A farm in Rustenburg was invaded by a group while the farmer was overseas on business. On his return he complained to the police who refused to do anything because structures had already been set up. It took a court order to remove them, at serious expense to the farmer. In another incident the Black Lands First radical activist group simply walked into a privately-owned KZN lodge and took over. Vacationers staying there were forced to flee while the owner “negotiated” with the invaders to leave. The owner was threatened that if he called the police, the lodge would be burnt to the ground.

In Cape Town land occupiers recently made the central railway line near Phillipi their home. The line had been temporarily “out of order” due to vandalism, theft, and arson. About 7 000 people were living on the tracks. Notices were issued to the invaders to leave the property so that repairs could be done to open the railway tracks. The people refused to move, and the railway authorities were forced to go to court.
Drought, veld fires, government recalcitrance in renewing firearm licences, farmers arrested as they try to defend their properties, open uncontrolled state borders where millions of potential criminals walk into South Africa without any papers, never mind visas, uncontrolled sewage seeping into farmland because of poor local government servicing of water pumps, illegal dog hunting of wildlife on farms. These and other plagues bedevil the life of many South African farmers.  Yet only 35 000 of them produce food for the whole of South Africa under an ungrateful and spiteful government whose members and officials could not grow a potato successfully. Surely these farmers are modern saints, to put up with these torments. They are also unsure of the future, wondering about future legislation being threatened which will take away their farms without compensation.

These farmers have achieved miracles, on poor land, with no official support, no subsidies, no low-interest bank loans, and no police force to support them.


This is the million-dollar question. They are nowhere when you need them. Under the present minister Bheki Cele who is in his position for purely political reasons, a once proud security service, the best in Africa, is not even a shadow of its former self. It doesn’t even resemble its former self. During the country’s worst unrest in history in KZN this year, the police were nowhere to be seen. They are disorganised, corrupt, inept and they don’t know what they don’t know. They are a disgrace to our once beautiful country. There are some who come up to the plate, but they are few and far between.

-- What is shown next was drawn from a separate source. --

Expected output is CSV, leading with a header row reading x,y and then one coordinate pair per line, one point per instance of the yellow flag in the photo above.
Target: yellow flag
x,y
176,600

From one end of the country to the other, there is little to be proud of. The crisis of police vehicles is country wide. In the Eastern Cape only 14 of the 48 speed patrol police vehicles are operational. Cocaine to the value of more than R200 million was stolen under the nose of the police special unit The Valke in Port Shepstone, KZN last month. The possibility that it was an inside job is being investigated by that same unit. The independent police unit charged with investigating police misdemeanours has 39 000 cases still outstanding. In the past book year, public claims against the police amounted to R16,7 billion. Unauthorised spending during the year amounted to R1,58 billion. They spend money like water. They were given an unqualified audit report from the Auditor General. They spend 95% of their budget but only 75% of their goals were reached. Of the R50,7 billion for visible policing, R35 billion was spent on fitting out police offices. Only 15% of biological DNA testing is completed within 90 days. Their budgets were fully spent in dozens of areas, but they are unable to contain law and order in South Africa.

Surrounded by this miserable clique calling itself a government, these commercial farmers continue producing some of the best agriculture in the world.  But this is how we live in a South Africa controlled by the most corrupt, venal, and inefficient government the country has ever seen. But their reign will come to an end. Let us hope we won’t have to wait too long.